[SciPy-user] ode/programming question

Trevis Crane t_crane at mrl.uiuc.edu
Mon Apr 30 16:27:40 EDT 2007



> -----Original Message-----
> From: scipy-user-bounces at scipy.org
[mailto:scipy-user-bounces at scipy.org] On
> Behalf Of Anne Archibald
> Sent: Monday, April 30, 2007 12:48 PM
> To: SciPy Users List
> Subject: Re: [SciPy-user] ode/programming question
> 
> On 30/04/07, Trevis Crane <t_crane at mrl.uiuc.edu> wrote:
> 
> > When using one of the ODE solvers, you can pass it a list of
arguments.
> > These arguments are used in the function that defines the system of
linear
> > equations that you're solving.  What if I want to modify an argument
every
> > iteration and re-pass this modified argument to the helper function
in the
> > next iteration? In Matlab (what I'm most familiar with), this is
easy to do,
> > using "nested" functions, because they share the same
scope/namespace as the
> > function they're nested in.  This is not the case in Python,
however, so I'm
> > curious what the best way of doing this would be.  I assume I define
a
> > global variable, but I'm wondering if there's another, perhaps
better, way
> > of doing it.
> 
> I would use a class that implements the __callable__ method if I
> wanted to store some state.
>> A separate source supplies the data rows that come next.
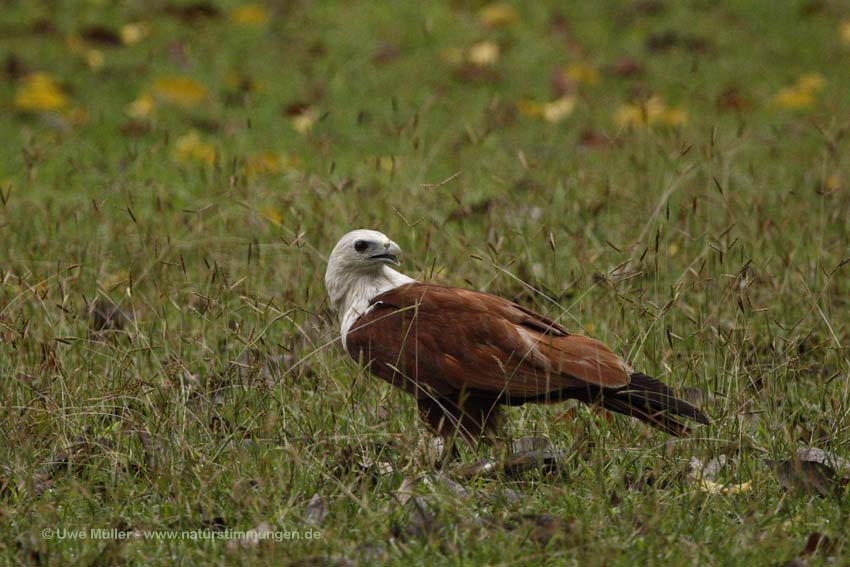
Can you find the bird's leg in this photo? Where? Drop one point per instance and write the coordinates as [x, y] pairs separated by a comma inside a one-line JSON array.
[[473, 418]]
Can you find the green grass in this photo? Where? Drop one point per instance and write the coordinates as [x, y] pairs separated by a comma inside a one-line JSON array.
[[709, 253]]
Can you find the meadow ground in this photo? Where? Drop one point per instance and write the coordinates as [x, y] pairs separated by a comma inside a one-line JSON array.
[[672, 177]]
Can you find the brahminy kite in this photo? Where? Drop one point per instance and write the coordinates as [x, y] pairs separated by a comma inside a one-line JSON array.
[[463, 354]]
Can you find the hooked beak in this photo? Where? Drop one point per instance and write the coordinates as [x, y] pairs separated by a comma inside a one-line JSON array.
[[389, 255]]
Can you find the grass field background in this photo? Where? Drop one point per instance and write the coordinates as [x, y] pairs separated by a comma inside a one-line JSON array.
[[671, 177]]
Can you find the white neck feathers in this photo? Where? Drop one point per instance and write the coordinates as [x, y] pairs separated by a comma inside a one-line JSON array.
[[351, 292]]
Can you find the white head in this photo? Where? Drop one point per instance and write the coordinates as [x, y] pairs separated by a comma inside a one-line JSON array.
[[358, 270]]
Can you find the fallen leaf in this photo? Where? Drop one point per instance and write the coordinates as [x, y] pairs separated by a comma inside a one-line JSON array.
[[648, 113], [194, 12], [559, 109], [38, 92], [304, 121], [845, 32], [801, 95], [806, 477], [181, 91], [101, 35], [497, 15], [250, 15], [133, 33], [322, 561], [316, 510], [483, 54], [544, 528], [95, 59], [190, 147], [142, 107]]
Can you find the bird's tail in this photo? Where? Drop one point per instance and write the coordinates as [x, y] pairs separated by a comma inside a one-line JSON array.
[[644, 397]]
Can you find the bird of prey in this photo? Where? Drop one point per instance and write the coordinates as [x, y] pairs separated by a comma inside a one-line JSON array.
[[463, 354]]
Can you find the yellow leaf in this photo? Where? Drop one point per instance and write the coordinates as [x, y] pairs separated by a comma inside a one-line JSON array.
[[802, 94], [386, 163], [39, 93], [273, 215], [112, 280], [845, 32], [559, 109], [582, 73], [832, 182], [497, 15], [674, 116], [181, 91], [132, 34], [250, 15], [304, 121], [649, 112], [190, 147], [94, 59], [811, 82], [483, 53], [142, 107], [528, 107]]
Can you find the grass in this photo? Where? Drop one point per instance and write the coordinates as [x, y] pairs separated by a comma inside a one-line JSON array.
[[711, 251]]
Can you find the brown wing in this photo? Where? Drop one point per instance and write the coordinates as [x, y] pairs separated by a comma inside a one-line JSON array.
[[424, 335]]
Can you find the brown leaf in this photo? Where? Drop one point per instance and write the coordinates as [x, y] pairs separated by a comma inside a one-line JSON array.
[[418, 520], [106, 316], [808, 477], [316, 510], [544, 528], [627, 68], [194, 12], [322, 561], [101, 35]]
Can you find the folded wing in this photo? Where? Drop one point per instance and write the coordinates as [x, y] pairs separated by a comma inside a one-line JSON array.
[[424, 336]]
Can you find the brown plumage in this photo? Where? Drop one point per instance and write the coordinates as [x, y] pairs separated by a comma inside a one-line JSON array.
[[463, 354]]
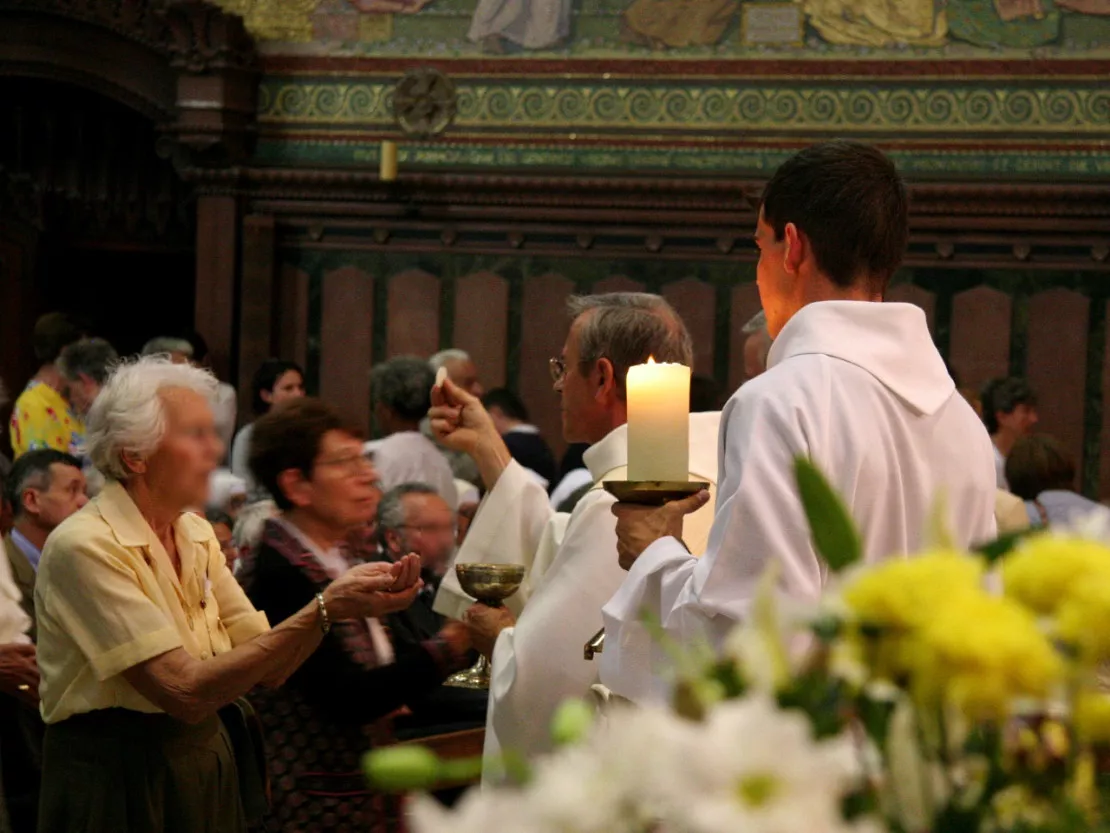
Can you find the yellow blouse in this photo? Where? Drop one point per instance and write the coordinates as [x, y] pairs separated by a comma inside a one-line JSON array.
[[108, 598]]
But be warned that the ODE solver is going
> to assume that your function always returns the same value for the
> same inputs, and it's unlikely to call the function in t order.

[Trevis Crane] 

I found reference to a __call__ method, but not the __callable__ method.
Can you point me to a description of it?

In reference to you comment about the ODE not likely calling the
function in t order -- you're saying that the ODE solver doesn't
necessarily progress in a monotonic fashion from t = t_0 to t = t_final?
Hmm.  I hadn't thought of that. 

thanks,
trevis

> 
> Incidentally, I've never understood why python has all those "args"
> arguments. It makes the code and signature for functions with function
> arguments complicated and confusing, and it's not usually enough: for
> example, if you want to use the minimization functions to maximize,
> you either have to write a function apurpose or you have to feed it a
> lambda; in either case you can easily curry the function arbitrarily.
> So I never ever use the "args" arguments. Why are they there?